Nora cerró los ojos, los apretó con fuerza y luego volvió a abrirlos. La ciudad seguía allí. Recorrió el hermoso escenario con la mirada, muy despacio, tratando de escudriñar hasta el último rincón. Empotrada en el centro de la ciudad, reconoció el contorno circular de una gran kiva, la más grande que había visto jamás, aún con el techo intacto. Una gran kiva en perfecto estado de conservación… Nunca había encontrado nada parecido.
Vio además que el propio hueco donde se asentaba la ciudad se hallaba bastante lejos del borde de la base de piedra, por lo que era imposible verlo desde abajo. El colosal precipicio de arenisca de arriba se hinchaba en una formidable curva convexa, que se asomaba al menos quince metros más allá de la base del hueco. Aquel accidente fortuito de la geología y la erosión permitía que la ciudad permaneciese oculta, no sólo desde arriba y desde abajo, sino también desde la orilla del cañón opuesto. Un fugaz pensamiento cruzó por su mente: Espero que mi padre viese todo esto.
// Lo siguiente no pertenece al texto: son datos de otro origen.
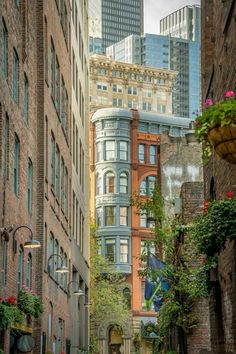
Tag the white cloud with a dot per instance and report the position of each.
(154, 10)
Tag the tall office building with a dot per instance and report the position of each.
(167, 52)
(115, 20)
(117, 84)
(184, 23)
(43, 194)
(130, 151)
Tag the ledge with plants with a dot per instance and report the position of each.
(216, 127)
(29, 303)
(9, 313)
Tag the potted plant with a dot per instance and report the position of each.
(216, 224)
(30, 303)
(216, 127)
(10, 313)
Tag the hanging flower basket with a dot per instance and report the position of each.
(216, 128)
(223, 140)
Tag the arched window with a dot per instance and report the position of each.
(123, 183)
(98, 184)
(147, 185)
(20, 267)
(110, 183)
(29, 271)
(127, 296)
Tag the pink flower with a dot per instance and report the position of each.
(229, 94)
(197, 123)
(11, 300)
(208, 102)
(230, 195)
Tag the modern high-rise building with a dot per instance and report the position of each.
(180, 55)
(43, 169)
(115, 20)
(184, 23)
(118, 84)
(95, 18)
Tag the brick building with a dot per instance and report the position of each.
(117, 84)
(36, 140)
(218, 76)
(130, 151)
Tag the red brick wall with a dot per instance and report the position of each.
(218, 53)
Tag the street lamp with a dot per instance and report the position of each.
(77, 292)
(62, 269)
(28, 244)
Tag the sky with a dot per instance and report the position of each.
(154, 10)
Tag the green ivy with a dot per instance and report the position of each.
(29, 303)
(9, 315)
(215, 226)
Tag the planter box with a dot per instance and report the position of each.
(223, 140)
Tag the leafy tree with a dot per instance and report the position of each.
(106, 291)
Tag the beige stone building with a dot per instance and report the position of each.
(123, 85)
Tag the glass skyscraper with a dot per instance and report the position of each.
(184, 23)
(119, 19)
(167, 52)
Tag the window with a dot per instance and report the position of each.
(4, 50)
(147, 185)
(152, 154)
(25, 98)
(30, 186)
(99, 216)
(64, 106)
(102, 86)
(4, 261)
(15, 77)
(110, 183)
(161, 108)
(110, 250)
(16, 165)
(117, 102)
(28, 271)
(51, 252)
(98, 152)
(123, 216)
(6, 148)
(81, 243)
(132, 90)
(52, 161)
(20, 267)
(52, 66)
(123, 183)
(117, 88)
(127, 296)
(57, 166)
(124, 248)
(98, 184)
(110, 219)
(147, 106)
(57, 91)
(110, 150)
(123, 150)
(66, 192)
(141, 149)
(62, 183)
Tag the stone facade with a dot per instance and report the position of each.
(124, 85)
(218, 76)
(141, 159)
(38, 46)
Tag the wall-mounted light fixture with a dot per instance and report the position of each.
(31, 244)
(78, 291)
(62, 269)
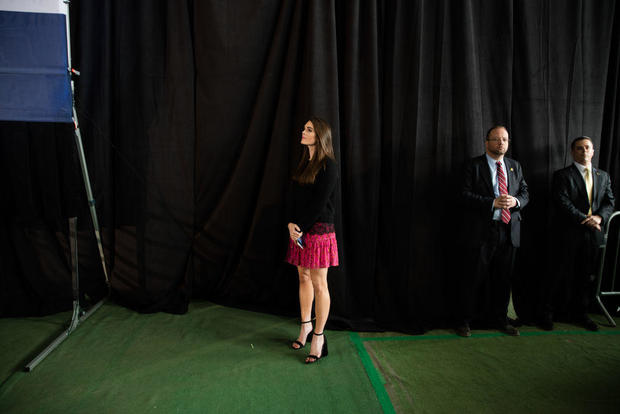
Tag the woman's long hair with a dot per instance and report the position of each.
(308, 168)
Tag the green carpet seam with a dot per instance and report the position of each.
(373, 374)
(482, 335)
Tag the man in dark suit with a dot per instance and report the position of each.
(493, 194)
(583, 202)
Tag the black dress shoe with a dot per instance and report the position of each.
(589, 324)
(463, 330)
(509, 330)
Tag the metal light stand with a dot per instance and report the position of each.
(79, 314)
(601, 266)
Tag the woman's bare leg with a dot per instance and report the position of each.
(306, 296)
(321, 307)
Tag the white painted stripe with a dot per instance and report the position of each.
(34, 6)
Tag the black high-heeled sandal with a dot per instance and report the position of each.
(308, 338)
(311, 359)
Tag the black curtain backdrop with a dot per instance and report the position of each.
(191, 113)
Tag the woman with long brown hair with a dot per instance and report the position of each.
(312, 245)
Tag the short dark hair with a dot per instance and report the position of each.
(572, 144)
(495, 127)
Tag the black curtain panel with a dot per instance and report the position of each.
(191, 113)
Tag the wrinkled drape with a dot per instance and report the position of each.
(191, 114)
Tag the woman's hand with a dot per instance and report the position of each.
(294, 231)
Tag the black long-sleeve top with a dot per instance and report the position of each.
(312, 203)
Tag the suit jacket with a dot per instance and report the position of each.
(570, 199)
(477, 199)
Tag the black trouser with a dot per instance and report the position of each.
(486, 277)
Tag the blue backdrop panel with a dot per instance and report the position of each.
(34, 82)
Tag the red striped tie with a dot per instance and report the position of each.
(503, 189)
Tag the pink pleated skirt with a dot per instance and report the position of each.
(320, 248)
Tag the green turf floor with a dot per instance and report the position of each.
(218, 359)
(568, 370)
(212, 359)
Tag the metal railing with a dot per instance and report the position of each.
(601, 268)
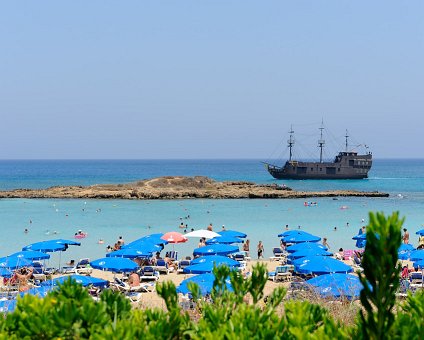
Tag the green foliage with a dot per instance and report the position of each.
(71, 313)
(381, 274)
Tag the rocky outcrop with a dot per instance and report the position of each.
(179, 187)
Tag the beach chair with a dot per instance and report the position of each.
(149, 273)
(173, 255)
(282, 273)
(279, 254)
(162, 266)
(82, 267)
(182, 264)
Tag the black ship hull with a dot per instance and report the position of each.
(347, 165)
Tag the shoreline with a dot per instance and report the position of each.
(181, 187)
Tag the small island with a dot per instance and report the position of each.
(180, 187)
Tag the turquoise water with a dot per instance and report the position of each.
(260, 219)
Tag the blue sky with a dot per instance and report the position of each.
(207, 79)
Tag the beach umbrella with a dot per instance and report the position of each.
(154, 239)
(308, 253)
(232, 233)
(321, 265)
(215, 249)
(224, 240)
(204, 281)
(132, 253)
(360, 237)
(174, 237)
(404, 251)
(300, 236)
(305, 245)
(206, 267)
(218, 259)
(6, 272)
(202, 233)
(7, 306)
(417, 255)
(337, 285)
(80, 279)
(114, 264)
(31, 255)
(14, 262)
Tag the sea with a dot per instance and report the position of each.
(338, 219)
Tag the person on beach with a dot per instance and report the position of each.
(202, 243)
(134, 279)
(260, 250)
(325, 243)
(22, 276)
(405, 236)
(246, 247)
(420, 242)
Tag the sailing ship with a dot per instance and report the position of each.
(346, 165)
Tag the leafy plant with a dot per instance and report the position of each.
(380, 277)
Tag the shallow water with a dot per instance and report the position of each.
(260, 219)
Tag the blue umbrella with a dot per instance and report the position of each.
(419, 263)
(215, 249)
(321, 265)
(308, 253)
(5, 272)
(337, 285)
(300, 236)
(114, 264)
(305, 245)
(80, 279)
(46, 246)
(131, 252)
(225, 239)
(204, 281)
(31, 255)
(232, 233)
(205, 267)
(404, 251)
(417, 255)
(13, 262)
(216, 259)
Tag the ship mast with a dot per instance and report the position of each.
(321, 142)
(290, 142)
(346, 136)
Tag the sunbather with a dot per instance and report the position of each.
(23, 275)
(134, 279)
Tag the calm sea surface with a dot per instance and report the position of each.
(260, 219)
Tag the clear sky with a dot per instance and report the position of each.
(207, 79)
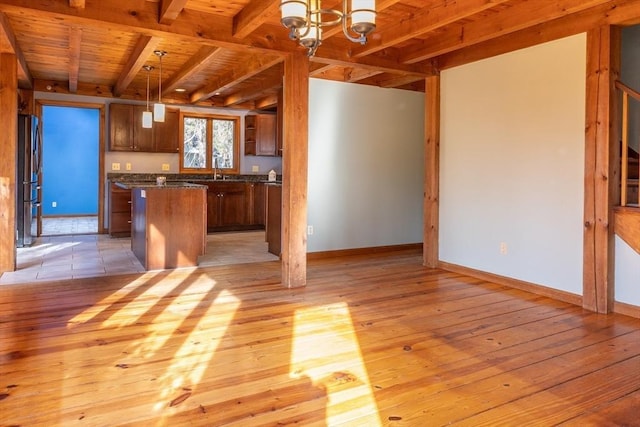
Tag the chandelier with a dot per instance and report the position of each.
(305, 20)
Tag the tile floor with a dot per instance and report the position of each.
(69, 225)
(92, 255)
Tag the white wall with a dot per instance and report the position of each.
(366, 166)
(512, 164)
(630, 75)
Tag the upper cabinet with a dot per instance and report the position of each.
(127, 134)
(260, 135)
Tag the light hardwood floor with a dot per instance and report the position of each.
(370, 341)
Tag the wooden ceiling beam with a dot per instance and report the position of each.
(254, 14)
(239, 74)
(75, 39)
(381, 5)
(353, 75)
(521, 16)
(169, 10)
(269, 101)
(434, 15)
(8, 44)
(77, 4)
(142, 17)
(143, 49)
(608, 14)
(202, 58)
(251, 94)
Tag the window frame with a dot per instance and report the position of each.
(208, 169)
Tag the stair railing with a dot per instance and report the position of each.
(624, 175)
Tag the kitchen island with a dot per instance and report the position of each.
(168, 223)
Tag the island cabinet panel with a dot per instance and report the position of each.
(127, 134)
(260, 135)
(119, 211)
(169, 226)
(234, 205)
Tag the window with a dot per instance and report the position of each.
(209, 142)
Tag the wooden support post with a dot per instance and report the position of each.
(601, 184)
(432, 173)
(8, 150)
(294, 169)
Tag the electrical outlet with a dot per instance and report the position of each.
(503, 248)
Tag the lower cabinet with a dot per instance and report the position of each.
(232, 205)
(119, 211)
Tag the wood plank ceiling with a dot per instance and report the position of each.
(229, 53)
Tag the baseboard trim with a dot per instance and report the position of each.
(410, 247)
(514, 283)
(626, 309)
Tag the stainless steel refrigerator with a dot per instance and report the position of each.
(28, 170)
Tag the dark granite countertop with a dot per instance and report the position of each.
(176, 178)
(129, 185)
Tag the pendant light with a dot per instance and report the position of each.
(158, 107)
(147, 116)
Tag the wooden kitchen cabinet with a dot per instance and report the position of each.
(127, 134)
(226, 206)
(166, 134)
(260, 135)
(119, 211)
(257, 204)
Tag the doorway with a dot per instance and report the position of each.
(70, 179)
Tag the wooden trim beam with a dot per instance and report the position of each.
(521, 16)
(75, 39)
(431, 222)
(250, 68)
(545, 32)
(169, 10)
(8, 44)
(254, 14)
(600, 185)
(8, 150)
(203, 57)
(294, 168)
(142, 50)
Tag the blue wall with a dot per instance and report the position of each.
(70, 158)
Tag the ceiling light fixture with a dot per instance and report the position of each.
(147, 116)
(158, 107)
(304, 19)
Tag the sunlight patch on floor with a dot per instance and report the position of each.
(192, 359)
(325, 349)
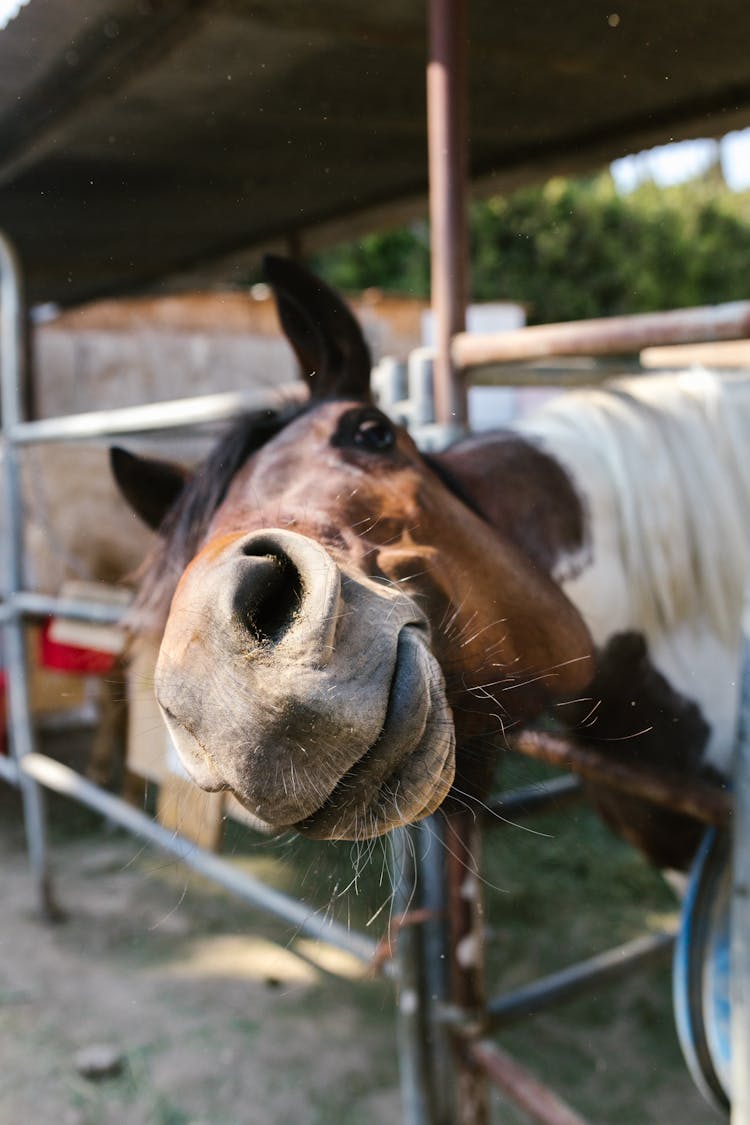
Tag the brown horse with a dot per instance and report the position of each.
(350, 627)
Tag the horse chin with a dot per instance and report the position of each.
(408, 771)
(401, 776)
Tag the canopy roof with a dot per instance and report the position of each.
(148, 137)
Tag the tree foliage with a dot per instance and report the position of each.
(574, 249)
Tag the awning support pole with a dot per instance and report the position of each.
(448, 146)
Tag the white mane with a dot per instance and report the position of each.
(665, 461)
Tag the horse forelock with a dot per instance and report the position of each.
(187, 522)
(662, 459)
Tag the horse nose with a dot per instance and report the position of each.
(285, 587)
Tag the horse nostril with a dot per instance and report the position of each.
(269, 596)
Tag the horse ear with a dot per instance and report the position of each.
(323, 331)
(150, 486)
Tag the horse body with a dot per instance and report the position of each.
(351, 628)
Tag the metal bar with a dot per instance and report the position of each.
(740, 914)
(63, 780)
(446, 140)
(44, 605)
(607, 336)
(568, 983)
(706, 803)
(12, 396)
(9, 771)
(153, 416)
(431, 866)
(522, 1087)
(417, 1097)
(530, 800)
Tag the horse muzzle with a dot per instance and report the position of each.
(308, 690)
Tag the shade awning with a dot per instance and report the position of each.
(144, 138)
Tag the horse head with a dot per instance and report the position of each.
(336, 614)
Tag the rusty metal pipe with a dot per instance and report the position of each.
(446, 140)
(521, 1086)
(706, 803)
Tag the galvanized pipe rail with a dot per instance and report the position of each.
(611, 335)
(32, 771)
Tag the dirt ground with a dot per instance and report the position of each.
(220, 1016)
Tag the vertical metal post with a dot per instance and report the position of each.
(417, 1095)
(431, 863)
(467, 921)
(740, 912)
(446, 137)
(12, 395)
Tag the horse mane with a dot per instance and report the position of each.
(184, 525)
(666, 456)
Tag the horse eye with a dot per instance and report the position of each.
(376, 434)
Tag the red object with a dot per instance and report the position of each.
(86, 662)
(3, 727)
De pronto las rodillas empezaron a flaquearle y se dejó caer lentamente al suelo. Una vez sentada, siguió contemplando el valle. Se oyó un crujido y Sloane se arrodilló junto a ella.
—Nora —susurró su compañera, sin el menor atisbo de ironía que convirtiese sus palabras en una declaración menos solemne—, creo que hemos encontrado Quivira.